Je suis très heureux d'être invité par la commission des affaires européennes, car c'est, pour moi, un signal. La politique de sécurité et de défense commune constitue, au sein de l'Union européenne, un monde à part du monde communautaire, un monde qui est venu s'y greffer ultérieurement. Issue du traité de Maastricht, elle est devenue opérationnelle à travers le traité de Nice et la création du COPS, instance de contrôle politique et de direction stratégique d'opérations civiles ou militaires. D'un point de vue culturel, ce monde des questions de défense et de stratégie n'est pas nécessairement celui des Européens. Le Service européen pour l'action extérieure, créé par le traité de Lisbonne, s'efforce, depuis sa mise en place, de faire vivre et travailler ensemble les deux mondes, sur un mode plutôt imparfait. Le SEAE a pour but de mettre en commun des moyens de développement et de gestion de crise légers avec des moyens plus lourds de gestion de crise, mais c'est une culture qui n'est pas encore développée.

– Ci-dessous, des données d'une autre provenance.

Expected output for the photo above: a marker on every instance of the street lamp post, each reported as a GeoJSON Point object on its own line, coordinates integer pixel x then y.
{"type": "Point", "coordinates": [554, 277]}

J'ai déroulé toute ma carrière au quai d'Orsay sur les questions européennes, d'abord communautaires, puis stratégiques, je vous parle donc d'expérience. Autant, lorsque je m'occupais de questions de pêche, sous la présidence française de 2000, j'avais le sentiment que les gens autour de la table voulaient arriver, en adoptant des règlements et des textes, à une logique européenne et une forme d'intégration ; autant, je ne suis pas certain que, autour de la table du COPS, tous les participants soient culturellement à même, face à une crise, de dépasser le niveau de la simple analyse pour mettre en oeuvre des instruments pouvant aller jusqu'au déploiement d'opérations militaires. Les pays qui ont cette culture sont ceux qui ont traditionnellement une vision de politique étrangère : la France, le Royaume-Uni, l'Italie, l'Allemagne et quelques autres États membres. Parmi les vingt-sept membres du COPS, certains viennent évoquer la situation, d'autres cherchent seulement des informations, d'autres encore viennent dire leur façon de voir et d'autres enfin proposent d'agir. Le dernier cercle, celui où l'on a le sentiment d'être là pour utiliser des instruments d'action, comme on le fait dans des domaines dits communautaires, est plutôt restreint. Malgré tout, cette culture est en train de s'installer grâce au traité, même si celui-ci est incomplètement mis en oeuvre, notamment certains dispositifs institutionnels, telle la clause de solidarité ou la coopération structurelle permanente. Au quotidien, on dispose donc d'instruments dont on peut se demander si les gens autour de la table ont envie de les utiliser et des outils prévus dans le traité qui ne sont pas encore mis en oeuvre.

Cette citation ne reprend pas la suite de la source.